Мы немного чувствуем свою подлость: не напились, не слились с народом, смотрим трезвым глазом со стороны, просто как наблюдатели из ООН. Но, между прочим, кроме наших трех, еще одна пара трезвых глаз наблюдает картину. Сверху свешивается красивый человек, тельняшка из-под рубахи, лицо нездешнее, пожалуй, северокавказское: рус, подбородок лопатой, с кинематографической ямкой, нос резкий, без славянской мякоти. Чеченец, что ли? А глаза любопытствующие, смотрят прямо…

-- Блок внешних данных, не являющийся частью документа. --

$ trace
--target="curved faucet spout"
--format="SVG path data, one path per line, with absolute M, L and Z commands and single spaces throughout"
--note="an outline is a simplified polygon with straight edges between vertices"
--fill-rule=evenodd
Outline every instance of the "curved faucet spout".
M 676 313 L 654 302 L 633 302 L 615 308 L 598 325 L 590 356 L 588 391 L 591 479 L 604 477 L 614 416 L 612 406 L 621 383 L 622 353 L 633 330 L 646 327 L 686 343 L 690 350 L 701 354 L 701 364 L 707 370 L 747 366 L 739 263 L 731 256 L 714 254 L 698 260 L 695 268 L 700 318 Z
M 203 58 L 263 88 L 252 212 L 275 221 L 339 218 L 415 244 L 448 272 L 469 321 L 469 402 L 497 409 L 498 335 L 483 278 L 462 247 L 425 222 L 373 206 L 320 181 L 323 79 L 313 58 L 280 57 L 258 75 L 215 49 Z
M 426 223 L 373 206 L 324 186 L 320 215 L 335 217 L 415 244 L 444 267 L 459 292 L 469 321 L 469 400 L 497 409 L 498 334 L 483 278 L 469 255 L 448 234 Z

Мы вышли в Кашине. И «чеченец» с нами. Тьма-тьмущая, и мороз под тридцать. В вокзале тепло, и народ туда подтягивается. Отсюда, с вокзальной площади скоро пойдут автобусы по деревням. Люди топчутся. Ждут. Нам ждать часа два.
Развернули скамейку к теплой батарее. Развязали рюкзак и достали, наконец, бутылку. И позвали «чеченца». Он, не чинясь, подошел. Представился:
– Меня,- говорит,- зовут Иван Яковлевич. Я, собственно говоря, голландский немец.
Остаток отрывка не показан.